A ceremony hosted by members of the Fleet Reserve Association on Mayport Road in Jacksonville recognized the significance of that battle, which took place six months after Japan’s attack on Pearl Harbor.
Tommy Stephens, president of Fleet Reserve Association Branch 290, served in the Navy for 23 years before retiring as a chief.
“If you walk away with anything, I hope that it is to take a minute and be thankful for what you have because it came at a price, a very deep price,” Stephens said of Saturday’s remembrance ceremony. “The men and women that have come before us gave us the freedom that we enjoy. If we do not pause and take time to remember those sacrifices they made, it was all for naught.”
Most of the combat at Midway took place by the end of June 4, 80 years ago Saturday, but the United States pressed the attack for two more days until Japan retreated.

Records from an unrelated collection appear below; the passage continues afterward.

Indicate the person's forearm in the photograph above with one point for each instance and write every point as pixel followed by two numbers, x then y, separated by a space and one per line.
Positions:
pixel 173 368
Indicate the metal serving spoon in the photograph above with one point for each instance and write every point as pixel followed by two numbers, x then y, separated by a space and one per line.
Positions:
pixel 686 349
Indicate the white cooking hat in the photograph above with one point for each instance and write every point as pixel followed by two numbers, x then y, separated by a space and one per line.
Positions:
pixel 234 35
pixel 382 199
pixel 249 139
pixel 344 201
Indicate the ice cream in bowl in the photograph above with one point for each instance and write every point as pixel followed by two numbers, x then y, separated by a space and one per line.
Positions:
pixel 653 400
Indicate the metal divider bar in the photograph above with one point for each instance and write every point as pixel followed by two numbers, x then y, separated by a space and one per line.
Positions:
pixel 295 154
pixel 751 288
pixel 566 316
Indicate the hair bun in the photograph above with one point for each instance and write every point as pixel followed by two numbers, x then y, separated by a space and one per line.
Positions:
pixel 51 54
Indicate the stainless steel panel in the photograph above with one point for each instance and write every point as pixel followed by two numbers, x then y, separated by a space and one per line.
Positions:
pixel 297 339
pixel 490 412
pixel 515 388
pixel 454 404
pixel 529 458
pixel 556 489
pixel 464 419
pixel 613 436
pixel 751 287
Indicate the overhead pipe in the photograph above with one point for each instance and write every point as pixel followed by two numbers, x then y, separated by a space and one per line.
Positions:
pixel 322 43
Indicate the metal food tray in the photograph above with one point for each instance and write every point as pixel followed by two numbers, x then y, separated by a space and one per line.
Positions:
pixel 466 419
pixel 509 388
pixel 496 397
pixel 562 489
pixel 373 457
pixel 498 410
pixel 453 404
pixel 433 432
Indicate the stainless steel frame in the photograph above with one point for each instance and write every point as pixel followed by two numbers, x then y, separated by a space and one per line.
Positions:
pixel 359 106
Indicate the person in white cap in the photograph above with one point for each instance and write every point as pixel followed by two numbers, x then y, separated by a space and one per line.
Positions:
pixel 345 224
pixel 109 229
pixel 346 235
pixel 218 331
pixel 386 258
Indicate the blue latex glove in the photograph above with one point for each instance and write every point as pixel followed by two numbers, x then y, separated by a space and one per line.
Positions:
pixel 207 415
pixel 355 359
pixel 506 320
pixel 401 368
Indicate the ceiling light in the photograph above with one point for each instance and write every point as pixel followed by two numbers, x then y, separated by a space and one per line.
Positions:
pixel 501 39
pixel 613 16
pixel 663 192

Lee Austin, who got his father’s permission to enlist in the Navy at age 17 -- a few years after Midway -- said he vividly remembers the battle and its significance to the war.
“The Japanese started the war, but we finished it,” he said.
Because of the U.S.’s overwhelming victory in the battle, Japan ultimately abandoned its plan to extend its reach in the Pacific and boost its defensive perimeter.
During the battle, the U.S. lost 360 men, 145 planes were destroyed and the aircraft carrier the USS Yorktown and destroyer the USS Hammann sank.
The major blow to the Japanese fleet at Midway was the loss of four of its six aircraft carriers—as well as about 3,000 men—and nearly 300 planes.
“Of all the responsibilities we do carry, to remember our legacy and those who have come before us is a pretty heavy responsibility to bear,” said Lt. Cmdr. Shawn Bootsmd, Command Chaplain at Naval Station Mayport. “Seeing all of these older service members and how much they cherish their own history and their own service is a great honor to be a part of. It was inspiring.”
Austin, 94, served for 30 years until he retired in 1975.
“I think every young man that is capable should join the armed forces and represent their country because it is a great country and we are here to protect it against all evils,” Austin said.